- Episode no.: Season 6 Episode 25
- Directed by: Andres Salaff; Nick Jennings;
- Written by: Jesse Moynihan; Jillian Tamaki;
- Story by: Kent Osborne; Pendleton Ward; Jack Pendarvis; Jesse Moynihan; Adam Muto;
- Original air date: February 26, 2015
- Running time: 11 minutes

Guest appearances
- Tom Gammill as Glob; Melissa Villaseñor as Grob; Stephen Root as Martin;

Episode chronology
| ← Previous "Evergreen" | Next → "Gold Stars" |
- Adventure Time season 6

= Astral Plane (Adventure Time) =

"Astral Plane" is the twenty-fifth episode of sixth season of the American animated television series Adventure Time. It was written by Jesse Moynihan and Canadian artist Jillian Tamaki. In the episode, after a comet causes Finn to astrally project, he follows the exploits of several characters, eventually floating up to Mars, where the same comet is about to collide with the planet. The episode is the first that Tamaki wrote for the show. As a storyboard artist, she praised the unique production of the show, though she described animation as more limited than comics. The episode premiered on Cartoon Network on January 22, 2015.

==Plot==
By a campfire in the forest, Finn wonders why people have pets, describing their existence as worshipping their owners in exchange for food, water, and shelter. Before he and Jake go to bed, Finn sees a bright star in the night sky and wonders if anybody lives on it. The star is revealed to be a comet, which causes Finn to astrally project from his body. Finn is brought to the house of Mr. Fox, whose spirit sits on a chair beside him. Finn starts to levitate again, and this time he is brought to Bounce House Princess, who heads home. At her house, a porcupine enters, which prompts Bounce House Princess to enter her panic room.
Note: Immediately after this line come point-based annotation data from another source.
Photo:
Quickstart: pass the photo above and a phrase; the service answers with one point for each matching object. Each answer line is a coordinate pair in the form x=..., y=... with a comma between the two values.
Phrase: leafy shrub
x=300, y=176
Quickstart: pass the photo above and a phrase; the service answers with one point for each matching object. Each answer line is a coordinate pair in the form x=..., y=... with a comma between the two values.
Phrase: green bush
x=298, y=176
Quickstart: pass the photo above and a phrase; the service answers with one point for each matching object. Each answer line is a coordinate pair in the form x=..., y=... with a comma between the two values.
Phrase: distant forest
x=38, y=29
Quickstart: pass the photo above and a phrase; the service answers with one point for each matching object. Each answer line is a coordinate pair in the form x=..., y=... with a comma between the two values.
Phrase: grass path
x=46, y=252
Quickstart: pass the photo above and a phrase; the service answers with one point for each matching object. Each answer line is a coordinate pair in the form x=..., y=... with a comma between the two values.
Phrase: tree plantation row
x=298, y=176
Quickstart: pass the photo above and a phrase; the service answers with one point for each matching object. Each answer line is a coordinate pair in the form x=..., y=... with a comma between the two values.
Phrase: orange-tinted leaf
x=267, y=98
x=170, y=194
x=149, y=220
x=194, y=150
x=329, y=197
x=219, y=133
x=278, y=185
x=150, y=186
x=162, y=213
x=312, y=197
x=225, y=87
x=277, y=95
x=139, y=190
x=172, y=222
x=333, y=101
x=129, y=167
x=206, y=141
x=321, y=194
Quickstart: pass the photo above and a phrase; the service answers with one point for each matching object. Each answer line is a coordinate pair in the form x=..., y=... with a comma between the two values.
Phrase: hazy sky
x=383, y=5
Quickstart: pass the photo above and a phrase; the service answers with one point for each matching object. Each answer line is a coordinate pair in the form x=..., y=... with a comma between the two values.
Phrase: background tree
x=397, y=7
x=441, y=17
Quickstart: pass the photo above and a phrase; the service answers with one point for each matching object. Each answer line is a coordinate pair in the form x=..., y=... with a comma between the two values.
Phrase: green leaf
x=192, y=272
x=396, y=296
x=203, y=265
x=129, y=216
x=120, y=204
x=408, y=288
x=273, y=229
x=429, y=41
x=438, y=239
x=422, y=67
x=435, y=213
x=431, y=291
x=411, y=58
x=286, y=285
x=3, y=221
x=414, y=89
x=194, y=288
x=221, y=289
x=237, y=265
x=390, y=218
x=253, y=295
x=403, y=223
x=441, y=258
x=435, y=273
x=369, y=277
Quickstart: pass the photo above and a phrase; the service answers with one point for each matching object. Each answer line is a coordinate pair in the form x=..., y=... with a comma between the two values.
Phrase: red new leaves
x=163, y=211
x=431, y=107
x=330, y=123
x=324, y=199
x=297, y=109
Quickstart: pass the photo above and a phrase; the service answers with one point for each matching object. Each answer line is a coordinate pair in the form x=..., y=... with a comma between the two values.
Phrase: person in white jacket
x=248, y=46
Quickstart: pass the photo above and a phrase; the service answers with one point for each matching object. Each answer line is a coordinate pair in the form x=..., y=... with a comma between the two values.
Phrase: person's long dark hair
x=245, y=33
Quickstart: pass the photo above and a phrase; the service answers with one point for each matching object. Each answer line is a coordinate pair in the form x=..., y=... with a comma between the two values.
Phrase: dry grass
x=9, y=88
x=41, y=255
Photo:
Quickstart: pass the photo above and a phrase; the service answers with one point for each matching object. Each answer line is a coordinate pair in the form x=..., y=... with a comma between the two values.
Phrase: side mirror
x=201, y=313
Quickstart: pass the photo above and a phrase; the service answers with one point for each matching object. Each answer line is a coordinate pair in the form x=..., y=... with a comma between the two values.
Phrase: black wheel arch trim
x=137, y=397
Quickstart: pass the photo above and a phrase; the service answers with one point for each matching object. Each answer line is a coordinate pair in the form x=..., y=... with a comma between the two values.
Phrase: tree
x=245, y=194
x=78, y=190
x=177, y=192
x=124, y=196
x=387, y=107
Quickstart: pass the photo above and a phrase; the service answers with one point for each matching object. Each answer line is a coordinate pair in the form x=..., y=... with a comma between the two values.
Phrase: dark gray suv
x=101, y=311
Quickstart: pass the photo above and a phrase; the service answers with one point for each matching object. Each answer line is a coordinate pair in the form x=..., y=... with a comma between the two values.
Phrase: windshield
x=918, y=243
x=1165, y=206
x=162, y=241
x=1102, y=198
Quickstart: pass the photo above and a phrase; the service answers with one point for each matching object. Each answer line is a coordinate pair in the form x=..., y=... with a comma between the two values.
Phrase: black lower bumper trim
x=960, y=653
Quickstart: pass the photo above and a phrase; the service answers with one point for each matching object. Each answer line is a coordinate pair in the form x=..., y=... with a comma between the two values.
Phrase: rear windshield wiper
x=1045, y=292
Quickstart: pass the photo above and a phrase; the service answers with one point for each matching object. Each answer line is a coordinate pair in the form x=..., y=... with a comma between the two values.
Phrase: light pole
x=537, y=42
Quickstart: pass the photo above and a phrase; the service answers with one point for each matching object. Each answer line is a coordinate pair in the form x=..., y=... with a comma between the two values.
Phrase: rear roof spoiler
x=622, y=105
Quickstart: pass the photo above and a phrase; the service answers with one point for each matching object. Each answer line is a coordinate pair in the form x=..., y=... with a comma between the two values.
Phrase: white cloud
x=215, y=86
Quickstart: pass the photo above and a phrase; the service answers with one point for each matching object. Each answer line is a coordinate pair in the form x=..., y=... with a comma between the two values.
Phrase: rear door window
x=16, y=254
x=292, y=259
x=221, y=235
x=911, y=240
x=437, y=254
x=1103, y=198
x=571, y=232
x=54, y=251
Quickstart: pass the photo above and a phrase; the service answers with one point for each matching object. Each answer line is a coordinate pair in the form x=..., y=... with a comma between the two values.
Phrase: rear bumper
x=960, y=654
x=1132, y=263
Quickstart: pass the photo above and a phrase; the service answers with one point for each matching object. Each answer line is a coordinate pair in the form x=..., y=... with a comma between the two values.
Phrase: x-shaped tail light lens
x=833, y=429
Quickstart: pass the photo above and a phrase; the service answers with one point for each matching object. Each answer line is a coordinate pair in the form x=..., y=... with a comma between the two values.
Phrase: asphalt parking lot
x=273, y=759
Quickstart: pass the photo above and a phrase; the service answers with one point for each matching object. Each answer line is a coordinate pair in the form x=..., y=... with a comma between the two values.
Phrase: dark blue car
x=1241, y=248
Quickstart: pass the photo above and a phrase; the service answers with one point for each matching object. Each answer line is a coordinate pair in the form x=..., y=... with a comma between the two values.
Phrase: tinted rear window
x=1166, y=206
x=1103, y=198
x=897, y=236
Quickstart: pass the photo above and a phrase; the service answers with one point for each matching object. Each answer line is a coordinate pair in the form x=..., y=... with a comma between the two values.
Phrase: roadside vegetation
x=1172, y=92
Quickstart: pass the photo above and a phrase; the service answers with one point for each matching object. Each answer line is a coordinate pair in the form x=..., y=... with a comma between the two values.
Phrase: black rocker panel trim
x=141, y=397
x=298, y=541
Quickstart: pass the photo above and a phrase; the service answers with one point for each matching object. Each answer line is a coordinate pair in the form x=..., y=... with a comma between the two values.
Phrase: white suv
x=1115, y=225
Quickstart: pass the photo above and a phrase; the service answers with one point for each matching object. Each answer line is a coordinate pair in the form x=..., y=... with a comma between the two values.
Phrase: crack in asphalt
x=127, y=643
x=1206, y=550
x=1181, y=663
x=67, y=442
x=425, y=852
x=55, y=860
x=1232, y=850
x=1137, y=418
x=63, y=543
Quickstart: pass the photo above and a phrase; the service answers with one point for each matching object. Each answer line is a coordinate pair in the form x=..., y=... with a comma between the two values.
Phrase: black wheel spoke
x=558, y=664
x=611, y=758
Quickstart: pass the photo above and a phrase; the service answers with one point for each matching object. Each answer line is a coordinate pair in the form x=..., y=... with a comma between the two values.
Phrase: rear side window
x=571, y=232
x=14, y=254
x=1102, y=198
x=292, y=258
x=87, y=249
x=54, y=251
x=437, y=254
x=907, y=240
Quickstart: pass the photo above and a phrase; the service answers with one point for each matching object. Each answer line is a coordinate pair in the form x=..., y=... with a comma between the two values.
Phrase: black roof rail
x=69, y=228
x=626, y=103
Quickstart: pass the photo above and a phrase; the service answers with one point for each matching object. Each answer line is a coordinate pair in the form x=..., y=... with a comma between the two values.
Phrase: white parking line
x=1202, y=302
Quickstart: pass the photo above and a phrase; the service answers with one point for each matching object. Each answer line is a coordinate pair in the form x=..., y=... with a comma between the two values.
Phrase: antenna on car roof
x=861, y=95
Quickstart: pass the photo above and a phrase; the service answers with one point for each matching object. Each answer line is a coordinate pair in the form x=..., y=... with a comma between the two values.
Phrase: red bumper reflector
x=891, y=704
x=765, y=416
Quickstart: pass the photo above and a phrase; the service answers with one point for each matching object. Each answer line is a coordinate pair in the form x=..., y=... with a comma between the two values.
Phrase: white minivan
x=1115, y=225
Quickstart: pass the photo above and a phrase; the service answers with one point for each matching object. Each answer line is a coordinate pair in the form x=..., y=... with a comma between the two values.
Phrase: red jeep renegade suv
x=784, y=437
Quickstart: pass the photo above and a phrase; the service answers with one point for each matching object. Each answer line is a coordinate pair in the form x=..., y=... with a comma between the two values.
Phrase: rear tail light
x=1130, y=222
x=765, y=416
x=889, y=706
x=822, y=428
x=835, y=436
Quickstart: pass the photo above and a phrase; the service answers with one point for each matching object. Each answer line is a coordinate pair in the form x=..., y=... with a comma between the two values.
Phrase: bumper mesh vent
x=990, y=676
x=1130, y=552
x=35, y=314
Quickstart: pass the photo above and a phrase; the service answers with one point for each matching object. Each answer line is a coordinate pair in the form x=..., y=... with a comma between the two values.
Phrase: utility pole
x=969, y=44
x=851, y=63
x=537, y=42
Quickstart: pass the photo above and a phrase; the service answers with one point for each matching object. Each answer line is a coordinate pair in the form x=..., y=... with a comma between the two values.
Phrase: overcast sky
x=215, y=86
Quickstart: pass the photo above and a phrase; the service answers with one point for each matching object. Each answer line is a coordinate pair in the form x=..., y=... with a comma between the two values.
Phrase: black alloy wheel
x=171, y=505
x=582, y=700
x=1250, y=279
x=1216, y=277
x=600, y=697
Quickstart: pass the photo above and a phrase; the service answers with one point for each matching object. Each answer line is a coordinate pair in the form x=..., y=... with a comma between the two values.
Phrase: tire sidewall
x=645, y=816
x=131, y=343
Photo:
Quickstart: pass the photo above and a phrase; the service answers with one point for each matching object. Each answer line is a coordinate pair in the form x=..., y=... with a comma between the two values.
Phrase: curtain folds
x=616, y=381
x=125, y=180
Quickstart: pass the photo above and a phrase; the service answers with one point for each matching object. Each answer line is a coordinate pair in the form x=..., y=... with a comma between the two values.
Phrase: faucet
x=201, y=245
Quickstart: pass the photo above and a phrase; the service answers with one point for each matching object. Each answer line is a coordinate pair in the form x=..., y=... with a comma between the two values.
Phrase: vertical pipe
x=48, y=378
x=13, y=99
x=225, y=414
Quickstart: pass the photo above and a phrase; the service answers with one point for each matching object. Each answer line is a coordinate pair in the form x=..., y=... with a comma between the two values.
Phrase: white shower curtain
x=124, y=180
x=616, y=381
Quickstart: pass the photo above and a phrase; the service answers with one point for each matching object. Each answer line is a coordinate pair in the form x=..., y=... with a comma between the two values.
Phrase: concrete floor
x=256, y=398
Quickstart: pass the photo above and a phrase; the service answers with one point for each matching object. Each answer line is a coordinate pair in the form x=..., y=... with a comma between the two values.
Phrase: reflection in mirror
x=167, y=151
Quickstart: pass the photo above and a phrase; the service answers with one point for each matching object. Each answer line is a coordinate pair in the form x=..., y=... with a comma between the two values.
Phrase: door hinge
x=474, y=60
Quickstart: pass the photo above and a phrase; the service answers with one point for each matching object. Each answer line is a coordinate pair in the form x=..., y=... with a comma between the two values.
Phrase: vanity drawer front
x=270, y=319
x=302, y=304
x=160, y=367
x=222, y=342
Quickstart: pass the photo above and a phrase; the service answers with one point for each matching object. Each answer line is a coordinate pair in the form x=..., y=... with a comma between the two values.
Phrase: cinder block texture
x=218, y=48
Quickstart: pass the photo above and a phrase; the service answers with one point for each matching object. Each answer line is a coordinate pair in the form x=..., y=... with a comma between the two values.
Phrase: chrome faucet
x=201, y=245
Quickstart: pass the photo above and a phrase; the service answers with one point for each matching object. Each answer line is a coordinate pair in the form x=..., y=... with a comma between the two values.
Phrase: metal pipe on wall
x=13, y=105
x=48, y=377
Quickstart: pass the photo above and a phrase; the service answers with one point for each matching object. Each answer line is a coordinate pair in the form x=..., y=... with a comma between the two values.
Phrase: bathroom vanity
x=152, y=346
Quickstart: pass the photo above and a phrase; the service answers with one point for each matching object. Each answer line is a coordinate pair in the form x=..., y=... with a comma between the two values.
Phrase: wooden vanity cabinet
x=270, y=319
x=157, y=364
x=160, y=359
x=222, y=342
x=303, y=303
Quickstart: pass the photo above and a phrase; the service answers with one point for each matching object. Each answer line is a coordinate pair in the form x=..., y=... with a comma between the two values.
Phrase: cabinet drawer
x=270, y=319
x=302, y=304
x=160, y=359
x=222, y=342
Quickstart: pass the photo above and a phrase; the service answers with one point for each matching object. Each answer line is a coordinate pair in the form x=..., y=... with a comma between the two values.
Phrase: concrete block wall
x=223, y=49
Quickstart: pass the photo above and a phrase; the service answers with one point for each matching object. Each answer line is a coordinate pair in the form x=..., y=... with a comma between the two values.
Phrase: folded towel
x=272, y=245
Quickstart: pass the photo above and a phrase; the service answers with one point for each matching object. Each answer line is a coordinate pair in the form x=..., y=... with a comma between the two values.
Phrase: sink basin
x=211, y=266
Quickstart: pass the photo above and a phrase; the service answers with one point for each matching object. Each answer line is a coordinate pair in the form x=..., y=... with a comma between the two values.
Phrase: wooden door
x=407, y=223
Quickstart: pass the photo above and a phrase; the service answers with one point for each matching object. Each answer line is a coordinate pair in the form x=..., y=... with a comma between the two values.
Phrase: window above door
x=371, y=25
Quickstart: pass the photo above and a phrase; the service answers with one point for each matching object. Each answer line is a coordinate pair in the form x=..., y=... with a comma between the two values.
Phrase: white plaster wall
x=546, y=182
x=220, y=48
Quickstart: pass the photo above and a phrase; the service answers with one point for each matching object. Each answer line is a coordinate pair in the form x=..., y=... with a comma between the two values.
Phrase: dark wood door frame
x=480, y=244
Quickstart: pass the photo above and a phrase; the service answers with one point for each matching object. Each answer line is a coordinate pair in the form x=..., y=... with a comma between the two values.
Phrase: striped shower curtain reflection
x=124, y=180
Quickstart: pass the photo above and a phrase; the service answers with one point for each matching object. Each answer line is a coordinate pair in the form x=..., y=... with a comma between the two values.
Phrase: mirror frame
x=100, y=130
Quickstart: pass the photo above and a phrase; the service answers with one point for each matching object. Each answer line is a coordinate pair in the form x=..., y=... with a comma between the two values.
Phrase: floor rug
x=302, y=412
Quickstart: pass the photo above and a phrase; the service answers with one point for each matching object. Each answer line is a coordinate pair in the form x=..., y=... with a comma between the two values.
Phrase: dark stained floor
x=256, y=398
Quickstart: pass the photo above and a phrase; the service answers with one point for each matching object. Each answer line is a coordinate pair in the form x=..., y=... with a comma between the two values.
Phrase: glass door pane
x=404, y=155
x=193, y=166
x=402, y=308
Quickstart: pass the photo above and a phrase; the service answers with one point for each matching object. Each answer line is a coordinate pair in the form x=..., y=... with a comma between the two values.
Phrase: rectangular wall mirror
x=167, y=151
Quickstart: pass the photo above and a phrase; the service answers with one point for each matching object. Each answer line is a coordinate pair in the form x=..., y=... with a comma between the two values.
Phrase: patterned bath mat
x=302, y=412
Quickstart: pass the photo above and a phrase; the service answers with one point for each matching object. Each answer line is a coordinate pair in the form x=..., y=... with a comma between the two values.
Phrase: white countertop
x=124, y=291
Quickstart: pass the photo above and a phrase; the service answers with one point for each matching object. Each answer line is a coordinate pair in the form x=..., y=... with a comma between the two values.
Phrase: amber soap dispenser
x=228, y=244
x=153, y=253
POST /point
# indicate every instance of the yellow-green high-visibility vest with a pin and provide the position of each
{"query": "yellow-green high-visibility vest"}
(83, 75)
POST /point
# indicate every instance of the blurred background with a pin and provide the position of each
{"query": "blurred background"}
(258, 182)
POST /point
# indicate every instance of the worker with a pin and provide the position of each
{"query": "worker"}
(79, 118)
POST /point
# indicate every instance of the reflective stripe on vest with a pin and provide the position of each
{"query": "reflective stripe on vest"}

Finn levitates a third time to the Cloud Kingdom, where the Ice King has thrown a party with its inhabitants. He flirts with a woman named Lauren, who seems unimpressed until he mentions that he knows Finn. After a friend interrupts the two, Ice King ends the party by freezing everybody. Finn rises above to see Marceline the Vampire Queen floating in the sky as she sings alone. Higher still, Finn encounters a family of space lards, the mother of whom spawns another child. The lards propel Finn toward Mars, where Grob Gob Glob Grod is trying to protect the planet against the same comet that summoned the spirit of Finn. Grob Gob Glob Grod sacrifices himself by colliding with the comet at full speed. The impact causes Finn's spirit to land back in his body on Earth. Meanwhile, the comet is revealed to be a spaceship crewed by Martin (of the season premiere), who prepares for a crash landing on Earth.

==Production==
"Astral Plane" is the twenty-fifth episode of the sixth season of Adventure Time. It was written and storyboarded by Jesse Moynihan and Canadian artist Jillian Tamaki. The episode is the first that Tamaki—known for her art for The New Yorker as well as her graphic novel This One Summer—wrote for Adventure Time. She later wrote "The Diary", also in the sixth season. For "Astral Plane", Maria Bamford voice acted.

Tamaki said that her entrance on the show came after the crew, familiar with her comics, asked her if she wanted to write an episode of their show. Tamaki, who also has several friends from the comics community who work as artists at Cartoon Network, described the network and the community as close. According to her, this comes from the network wanting to tap those artists "because comics is writing and drawing". However, she contrasted the way Adventure Time has storyboard artists work on the show with artists for other shows, in that the latter group just transcribe what the writers give to them. Tamaki said that her comics career prepared her for her work as a storyboard artist on the episode in terms of the amount of drawings necessary. She learned, however, that timing in animation was less flexible, and that "there are all these storyboarding rules you actually shouldn't do in comics, because a comic isn't a storyboard".

==Broadcast and reception==
"Astral Plane" originally aired on January 22, 2015, on Cartoon Network. It was watched by 1.8 million viewers, receiving a Nielsen rating of 0.5 for adults in the 18- to 49-year-old demographic. According to TV by the Numbers, it was the 38th most-watched cable television episode of its air date for this demographic.

Dara Driscoll of TV Overmind called the episode one of the six best episodes of the sixth season. She described it as putting Adventure Time all together, regardless of how silly the show gets. Lexi Pandell of Wired called it a standout episode from the sixth season, as well as one to watch while binging the show. Oliver Sava of The A.V. Club graded it with a B+, describing its theme as "the miracle of creation and the disappointment of life". The heaviness of this theme, Sava said, is "surrounded by goofy high jinks and fantastic visuals that keep the story light and fun". He said the visuals have "an ethereal quality that is closer aligned with Tamaki's graphic sensibility", while the animation has "the detail of her comic-book art".